Bits and bytes: units of data measurement. One bit is equivalent to a single binary 1 or 0. A byte is 8 bits. A kilobyte (Kb) is 1,024 bytes. A megabyte (Mb) is over a million bytes. And a gigabyte (Gb) is over a billion bytes. Phew.

CD-ROM: looks just like a standard CD but holds an awful lot of digital data (650 Mb), including text, animation, graphics, film and sound. Unfortunately, you can only ''read'' or copy data from a CD-ROM (Read Only Memory); you can't put anything on to it.

Floppy disk: old-fashioned plastic square which stores a small amount of data (1.44 Mb). Your PC can copy data on to a floppy disk. But not much.

Graphics card (video controller): an internal circuitboard dedicated to making your PC colourful. A 3D card is essential for modern games. Especially those of the Lara Croft variety.

Hard disk: like a floppy disk only harder and much bigger. It lives inside your PC box and stores all your information. Its capacity is measured in those massive Gbs.

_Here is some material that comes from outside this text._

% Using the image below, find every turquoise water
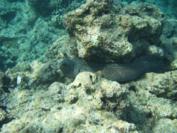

Keyboard: like a typewriter, only connected to your PC.

Modem: a device which enables digital signals from your PC to be sent down the telephone line, and vice versa. Essential to get connected to the Internet. Therefore essential.

Monitor: like a high resolution TV only connected to your PC.

Motherboard: a big circuitboard at the heart of your PC. Your processor, graphics card and sound card are all plugged into it.

Mouse: hand-held slidy clicky thing.

PC: personal computer. As opposed to an impersonal one.

Pipeline Burst Cache: quote: ''This is a form of L2 cache that uses pipelining to speed data access by being able to feed data to the CPU at the same time it pulls data from memory. The burst mode also allows the cache to fetch additional data from main memory before the CPU requests it.'' Quite. Just make sure you get some.

Printer: inkjets are cheap and can print in colour; lasers are better and faster but print in black-and-white only.

Processor (or CPU): the brainy chip which does all the thinking. You will certainly want a Pentium (fast), possibly a Pentium MMX (fast and good for games) and probably a Pentium II (new, very fast and fully upgradeable). A processor's speed is measured in MHz - look for any number over 166.

RAM: Random Access Memory. Makes your programmes work. Comes in lots of flavours - SD RAM is tastiest. Look for 32 Mb or more. Don't settle for 16 Mb.

Scanner: machine which digitises pictures and gets them on to your PC.

Sound card: like a graphics card only dedicated to making your PC noisy. Make yours a SoundBlaster.

Speakers: computer speakers are almost universally rubbish. Chuck them out and plug your PC into your stereo.